More Crappy Economic News

From CNNMoney:

179,599 foreclosure filings, which include default notices, auction sale notices and bank repossessions, were reported nationwide for a 9 percent rise over the previous month and a 93 percent jump compared with July, 2006.
This past winter, RealtyTrac had forecast a 33 percent increase in U.S. foreclosures for the year but now it’s raised its outlook. “It’s trending to close to 2 million now, 60 percent more than last year,” said Rick Sharga, RealtyTrac’s vice president for marketing.

Moody’s Economy.com is even more pessimistic with its forecast of some 2.5 million defaults for the year.

Ignore this at your peril.  2 – 2.5 million people being foreclosed on is a lot of people.  Some of these foreclosures will no doubt be on investment properties but most will not.  Something tells me those people being foreclosed on aren’t going to be jamming the aisles come Christmas time, looking for the latest Tickle-Me-Elmo or Furbie

This is why I see the problems in the housing market spilling over into the consumer market.  Foreclosure doesn’t make your money problems go away.  Those people losing their homes will be scrambling to find a new place to live.  They’ll be scrambling to put their lives back together.  What they won’t be doing, is buying luxury goods or anything unnecessary. 
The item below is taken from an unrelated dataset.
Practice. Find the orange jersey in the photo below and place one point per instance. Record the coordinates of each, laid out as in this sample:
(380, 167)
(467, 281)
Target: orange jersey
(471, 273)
Then there’s the impact on the housing market.  This will increase the stock of available homes in what is already a buyers market, putting more downward pressure on prices.  So even if you comfortably own your home, this news is taking money out of your pocket in the form of lost equity. 
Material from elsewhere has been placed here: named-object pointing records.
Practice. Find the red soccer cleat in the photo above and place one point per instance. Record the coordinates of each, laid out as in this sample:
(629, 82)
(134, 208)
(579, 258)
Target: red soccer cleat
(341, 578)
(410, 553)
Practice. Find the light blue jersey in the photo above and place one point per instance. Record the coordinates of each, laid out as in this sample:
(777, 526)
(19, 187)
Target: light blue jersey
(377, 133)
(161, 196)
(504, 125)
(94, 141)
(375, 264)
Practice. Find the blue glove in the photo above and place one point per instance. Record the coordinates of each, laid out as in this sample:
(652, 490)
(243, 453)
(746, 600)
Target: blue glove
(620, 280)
I want to be clear on what I think here.  The sky isn’t falling.  However, there have been underlying weaknesses in the economic growth we’ve seen over the past 4 – 5 years.  That growth has been fueled mostly by an increase in consumer debt.  That debt has come in the form of higher mortgages and higher credit card balances.  Such a situation can be tolerated in an environment of increasing wages.  However, wages have been stagnant for 6 years now. 

That situation can’t last forever.  Some of that consumer debt is now bad debt, debt which cannot be repaid.  Our economy is going to suffer while that bad debt is identified and flushed out of the system.